Миссис Сиддонс, поручая ей Марию, рассказала ей историю несчастной любви своей дочери, историю, как бы созданную для того, чтобы привести миссис Пеннингтон в волнение и восторг. Принимать участие в семейной трагедии было для нее избранным удовольствием, прекрасным случаем обнаружить все возможности своей благородной души.
Мария, казалось, была очень довольна, что уезжает, но когда одна из ее подруг, прощаясь с ней, прибавила: «Вы будете покорять сердца в Клифтоне» — у нее на лице появилась гримаса отвращения. «Я ненавижу это выражение, — сказала она, — это жестокая шутка».
Она поцеловала сестру с большой нежностью и долго на нее смотрела, как бы желая запечатлеть в своей памяти ее черты.
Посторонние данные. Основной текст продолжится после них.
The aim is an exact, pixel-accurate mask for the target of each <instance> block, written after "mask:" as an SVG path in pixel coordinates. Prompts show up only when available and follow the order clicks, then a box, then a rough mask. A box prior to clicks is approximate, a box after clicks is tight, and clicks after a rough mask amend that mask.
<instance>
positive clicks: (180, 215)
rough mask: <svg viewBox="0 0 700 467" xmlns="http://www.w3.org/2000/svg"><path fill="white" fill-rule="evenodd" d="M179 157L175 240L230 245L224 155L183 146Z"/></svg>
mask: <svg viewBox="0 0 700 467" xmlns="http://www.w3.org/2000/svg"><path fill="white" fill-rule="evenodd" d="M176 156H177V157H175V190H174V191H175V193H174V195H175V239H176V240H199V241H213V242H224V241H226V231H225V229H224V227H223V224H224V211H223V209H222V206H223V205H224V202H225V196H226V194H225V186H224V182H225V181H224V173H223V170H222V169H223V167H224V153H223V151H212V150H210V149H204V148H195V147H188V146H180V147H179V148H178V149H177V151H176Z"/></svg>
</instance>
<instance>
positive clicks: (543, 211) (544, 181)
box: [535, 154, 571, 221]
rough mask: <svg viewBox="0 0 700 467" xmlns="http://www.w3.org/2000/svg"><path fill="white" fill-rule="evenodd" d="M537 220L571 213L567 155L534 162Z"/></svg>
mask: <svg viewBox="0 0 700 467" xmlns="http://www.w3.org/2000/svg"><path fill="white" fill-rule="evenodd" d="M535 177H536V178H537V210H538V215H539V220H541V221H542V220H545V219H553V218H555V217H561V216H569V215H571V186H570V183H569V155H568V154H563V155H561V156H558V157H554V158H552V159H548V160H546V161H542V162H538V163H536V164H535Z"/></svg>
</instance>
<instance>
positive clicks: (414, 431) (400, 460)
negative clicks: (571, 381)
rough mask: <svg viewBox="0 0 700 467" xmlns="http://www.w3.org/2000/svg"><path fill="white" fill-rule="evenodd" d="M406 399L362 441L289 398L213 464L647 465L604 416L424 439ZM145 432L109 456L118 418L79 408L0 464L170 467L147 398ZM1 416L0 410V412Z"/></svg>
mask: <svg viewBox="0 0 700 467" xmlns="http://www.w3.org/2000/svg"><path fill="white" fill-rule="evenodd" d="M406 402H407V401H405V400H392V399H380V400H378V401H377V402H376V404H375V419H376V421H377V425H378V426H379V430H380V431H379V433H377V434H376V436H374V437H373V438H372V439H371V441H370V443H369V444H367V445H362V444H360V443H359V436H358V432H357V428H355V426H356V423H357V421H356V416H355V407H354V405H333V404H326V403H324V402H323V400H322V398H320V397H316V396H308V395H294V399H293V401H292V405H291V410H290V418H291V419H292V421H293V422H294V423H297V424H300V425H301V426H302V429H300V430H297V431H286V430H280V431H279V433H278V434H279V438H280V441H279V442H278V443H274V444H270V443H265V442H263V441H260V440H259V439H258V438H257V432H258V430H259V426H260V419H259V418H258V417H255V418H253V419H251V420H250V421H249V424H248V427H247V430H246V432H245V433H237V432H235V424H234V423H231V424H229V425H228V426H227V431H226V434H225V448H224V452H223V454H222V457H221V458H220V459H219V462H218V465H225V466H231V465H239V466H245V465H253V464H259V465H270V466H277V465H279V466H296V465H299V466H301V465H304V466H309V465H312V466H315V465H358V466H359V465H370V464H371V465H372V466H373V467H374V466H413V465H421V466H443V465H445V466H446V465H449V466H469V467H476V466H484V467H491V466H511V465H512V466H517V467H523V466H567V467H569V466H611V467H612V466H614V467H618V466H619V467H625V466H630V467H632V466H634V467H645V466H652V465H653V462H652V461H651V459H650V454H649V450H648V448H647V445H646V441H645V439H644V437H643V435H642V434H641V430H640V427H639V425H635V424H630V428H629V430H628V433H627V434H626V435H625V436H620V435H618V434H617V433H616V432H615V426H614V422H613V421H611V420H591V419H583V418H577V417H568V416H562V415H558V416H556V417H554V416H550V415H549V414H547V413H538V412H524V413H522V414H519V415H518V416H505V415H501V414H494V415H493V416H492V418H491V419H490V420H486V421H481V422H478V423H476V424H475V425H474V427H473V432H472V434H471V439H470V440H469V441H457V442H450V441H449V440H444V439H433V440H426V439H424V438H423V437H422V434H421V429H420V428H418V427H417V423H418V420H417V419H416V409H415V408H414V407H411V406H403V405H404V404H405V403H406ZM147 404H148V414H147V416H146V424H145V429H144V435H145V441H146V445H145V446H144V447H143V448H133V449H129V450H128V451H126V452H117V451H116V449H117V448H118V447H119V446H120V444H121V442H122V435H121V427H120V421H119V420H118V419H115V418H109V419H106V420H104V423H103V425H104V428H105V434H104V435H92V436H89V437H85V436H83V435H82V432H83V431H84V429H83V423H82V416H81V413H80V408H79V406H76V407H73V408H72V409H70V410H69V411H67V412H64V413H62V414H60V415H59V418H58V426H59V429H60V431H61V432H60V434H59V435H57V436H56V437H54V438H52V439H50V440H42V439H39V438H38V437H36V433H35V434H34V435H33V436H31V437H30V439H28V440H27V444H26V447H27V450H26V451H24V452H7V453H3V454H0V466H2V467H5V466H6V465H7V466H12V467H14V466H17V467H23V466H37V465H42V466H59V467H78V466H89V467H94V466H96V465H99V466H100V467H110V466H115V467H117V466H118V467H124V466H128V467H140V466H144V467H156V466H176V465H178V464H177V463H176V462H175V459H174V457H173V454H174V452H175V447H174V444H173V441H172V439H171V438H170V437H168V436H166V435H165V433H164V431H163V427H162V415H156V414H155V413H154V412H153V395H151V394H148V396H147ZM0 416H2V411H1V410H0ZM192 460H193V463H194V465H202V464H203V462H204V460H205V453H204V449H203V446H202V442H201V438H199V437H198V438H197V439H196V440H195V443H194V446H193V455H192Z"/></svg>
Добрая миссис Пеннингтон старалась изо всех сил развлечь больную; она пробовала совершать с ней долгие прогулки в экипаже; она лучшим своим слогом описывала ей море, небо, поля. Она читала ей вслух модные романы и даже — высокая честь — копии своих самых удачных писем. Она ухаживала за ней с исключительной преданностью. Она искренно привязалась к этой красивой и печальной молодой девушке, слабевшей с каждым днем. Но все-таки она хотела бы получить известное вознаграждение за свои заботы о ней, и ей казалось, что за эту материнскую и душевную привязанность она заслужила признаний, которых жаждала. Но Мария ей ничего не рассказывала. Напрасно любительница сердечных излияний искусно наводила беседу на интересовавшие ее вопросы: молодая девушка их тщательно обходила, направляясь тотчас же к стоячим и безопасным водам банальных разговоров.
Иногда у нее вырывались слово, фраза, исполненные глубокой горечи. Когда миссис Пеннингтон читала ей в лондонской газете о невероятном успехе, которым ее мать пользовалась в «Чужестранце», она говорила, вздыхая:
— Удивительно, что людям хочется плакать в театре, как будто в действительной жизни недостаточно причин для слез!
Но как только добрая женщина хотела воспользоваться таким предлогом, чтобы заставить девушку исповедаться, та уходила в себя. Она не избегала разговоров о Лоуренсе, иногда она с презрением описывала его характер, но никогда не касалась своих личных отношений с ним. Причиной ее грусти не могло быть состояние ее здоровья; она часто говорила, что смерть показалась бы ей избавлением. Ее угнетали мысли, в которые невозможно было проникнуть.